On Mon, Mar 06, 2017 at 09:22:05AM -0800, Darrick J. Wong wrote:
> On Mon, Mar 06, 2017 at 08:51:44AM -0500, Brian Foster wrote:
> > On Fri, Mar 03, 2017 at 04:05:29PM -0800, Darrick J. Wong wrote:
> > > In commit ef388e2054 ("don't allow di_size with high bit set") and
> > > commit 3c6f46eacd87 ("sanity check directory inode di_size") we
> > > erroneously fail the inode verification checks for symlinks or
> > > directories with di_size == 0.
> > > 
> > > This is proven incorrect by generic/388 because the unlink process uses
> > > multiple unconnected transactions to truncate the remote symlink /
> > > directory and to unlink and free the inode.  If the fs goes down after
> > > the truncate commit but before the unlink happens, we are left with a
> > > zero-length inode.  Worse yet, if the unlink /does/ commit, log recovery
> > > will now break after the first transaction because we've zeroed di_size.
> 
> Ugh, I misspoke slightly.  Truncate and *ifree* are separate
> transactions that can lose each other in the mist after a crash.
> 
> So that separates this discussion into two classes of problem -- the
> first is the case of "truncate, crash, forget to ifree", which at least
> isn't a user-visible problem because the inode has been unlinked from
> the directory tree at that point.  Log recovery breaks if iget ->
> dinode_verify stumbles over the zero-length inode.
> 

Ok, that change seems reasonable.

> The second case (which is what the original dinode_verify patches were
> focused on) is the case where someone intentionally corrupts a
> filesystem to have zero-byte metafiles.  For that case we need to return
> appropriate error codes without crashing.
> 

Yep, makes sense too...

Though now I'm confused because the commit log implies that we can end
up with zero-sized symlinks in the directory tree if we crash at the
right point.
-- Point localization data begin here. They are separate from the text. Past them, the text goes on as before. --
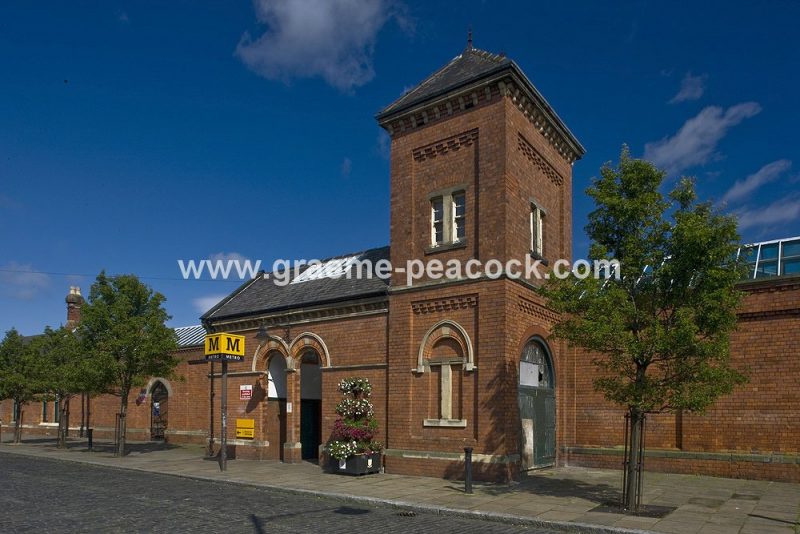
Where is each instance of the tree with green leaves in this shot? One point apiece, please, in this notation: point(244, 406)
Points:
point(67, 371)
point(20, 374)
point(123, 329)
point(660, 330)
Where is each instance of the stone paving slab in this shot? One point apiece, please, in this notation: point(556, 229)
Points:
point(557, 498)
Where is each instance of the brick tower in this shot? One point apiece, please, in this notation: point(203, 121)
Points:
point(481, 169)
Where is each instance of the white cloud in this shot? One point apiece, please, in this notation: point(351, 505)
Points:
point(777, 213)
point(696, 141)
point(203, 304)
point(332, 39)
point(766, 174)
point(20, 282)
point(692, 88)
point(228, 256)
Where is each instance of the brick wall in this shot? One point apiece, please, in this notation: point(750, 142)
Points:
point(752, 433)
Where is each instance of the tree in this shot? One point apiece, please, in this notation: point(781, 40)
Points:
point(67, 371)
point(123, 330)
point(20, 374)
point(660, 332)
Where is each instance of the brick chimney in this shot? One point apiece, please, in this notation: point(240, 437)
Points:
point(74, 302)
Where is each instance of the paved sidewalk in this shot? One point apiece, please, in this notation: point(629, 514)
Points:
point(561, 498)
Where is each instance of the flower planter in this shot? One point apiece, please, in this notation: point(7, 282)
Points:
point(360, 464)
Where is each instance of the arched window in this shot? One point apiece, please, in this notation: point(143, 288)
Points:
point(276, 376)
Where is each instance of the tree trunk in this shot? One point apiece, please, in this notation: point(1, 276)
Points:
point(63, 422)
point(635, 448)
point(18, 424)
point(123, 425)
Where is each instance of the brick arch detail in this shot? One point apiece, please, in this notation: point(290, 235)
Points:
point(152, 383)
point(273, 344)
point(309, 340)
point(542, 335)
point(534, 331)
point(446, 329)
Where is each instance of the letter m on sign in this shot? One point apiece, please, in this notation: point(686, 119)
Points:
point(212, 345)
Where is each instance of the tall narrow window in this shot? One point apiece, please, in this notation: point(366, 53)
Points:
point(537, 231)
point(459, 216)
point(437, 221)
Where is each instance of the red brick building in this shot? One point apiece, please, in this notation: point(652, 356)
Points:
point(481, 169)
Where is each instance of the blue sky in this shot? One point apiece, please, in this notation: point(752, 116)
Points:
point(133, 134)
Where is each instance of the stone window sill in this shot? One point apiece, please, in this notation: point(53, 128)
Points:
point(445, 423)
point(536, 256)
point(444, 247)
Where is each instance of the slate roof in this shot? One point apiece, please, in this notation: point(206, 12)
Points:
point(470, 67)
point(189, 336)
point(472, 64)
point(262, 295)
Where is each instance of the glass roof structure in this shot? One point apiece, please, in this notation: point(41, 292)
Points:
point(780, 257)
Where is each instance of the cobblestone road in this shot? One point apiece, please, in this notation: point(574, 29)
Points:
point(41, 495)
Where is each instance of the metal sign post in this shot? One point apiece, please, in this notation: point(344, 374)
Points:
point(224, 348)
point(223, 452)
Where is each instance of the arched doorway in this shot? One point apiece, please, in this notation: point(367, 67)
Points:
point(275, 414)
point(537, 405)
point(159, 410)
point(310, 405)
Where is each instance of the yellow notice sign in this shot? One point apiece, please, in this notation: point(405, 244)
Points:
point(224, 344)
point(246, 428)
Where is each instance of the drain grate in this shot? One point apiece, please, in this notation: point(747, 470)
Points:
point(746, 497)
point(705, 501)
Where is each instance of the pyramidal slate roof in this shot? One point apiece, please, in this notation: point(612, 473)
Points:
point(317, 285)
point(470, 65)
point(189, 336)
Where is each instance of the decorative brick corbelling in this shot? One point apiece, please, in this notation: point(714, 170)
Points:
point(536, 310)
point(445, 304)
point(445, 146)
point(538, 161)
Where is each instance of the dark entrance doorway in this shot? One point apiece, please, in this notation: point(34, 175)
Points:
point(537, 406)
point(159, 409)
point(310, 406)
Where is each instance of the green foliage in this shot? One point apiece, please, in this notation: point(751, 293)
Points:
point(123, 329)
point(356, 426)
point(20, 368)
point(661, 333)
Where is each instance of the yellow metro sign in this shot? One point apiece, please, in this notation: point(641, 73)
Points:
point(228, 347)
point(245, 428)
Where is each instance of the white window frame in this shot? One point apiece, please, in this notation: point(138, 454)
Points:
point(450, 222)
point(537, 216)
point(458, 221)
point(434, 221)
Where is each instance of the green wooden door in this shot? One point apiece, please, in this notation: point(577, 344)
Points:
point(537, 406)
point(310, 428)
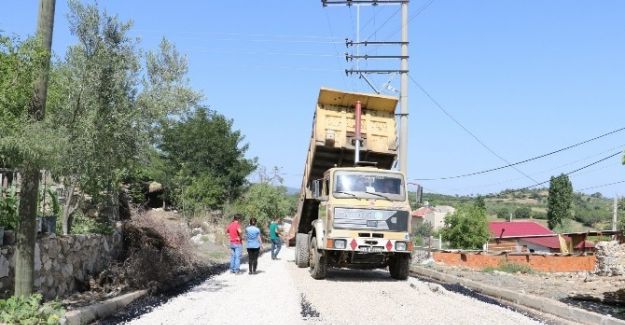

Is that not the case?

> > > In order to prevent the crashes and ASSERTs that the old patches
> > > covered, re-allow the zero-length inodes and change the functions that
> > > interface with the vfs to return the appropriate error codes to
> > > userspace.
> > > 
> > > Signed-off-by: Darrick J. Wong <darrick.wong@xxxxxxxxxx>
> > > ---
> > 
> > Interesting, thanks. I suppose this means we should drop the repair side
> > fix..? I'm a bit leery on repair modifying a filesystem that is
> > technically in a "valid" state, unless there's no other option to
> > recover from that state.
> 
> I'm not sure if zero byte directories & symlinks are valid states.  They
> cannot be created via the regular means (symlink("", "/sym/link")
> returns -EINVAL), but such things can be encountered internally because
> of the truncate-crash-forgettoifree sequence.  At a bare minimum the
> rest of this patch needs to fix the parts of XFS that blow up on
> zero-byte special files if the verifier cannot reject them outright.
> 

By valid I just mean that it's a user-visible state the fs can end up in
through normal and generally correct operation, which I mean to include
system crash and log recovery, but exclude things like external metadata
modification. The latter is clearly corruption, but the former may not
be.

Essentially what I'm saying is that if it is not possible to have a
zero-sized symlink in a directory except for a bug or external
modification, or there is otherwise no path to recover outside of
xfs_repair (i.e., the current verify failure behavior) then EFSCORRUPTED
makes sense to me. If it is possible (even if it only occurs as an
artifact of log recovery) and everything works except for reading the
actual link returns an error (i.e., it can be renamed, unlinked), then
I'm not sure EFSCORRUPTED is the right error.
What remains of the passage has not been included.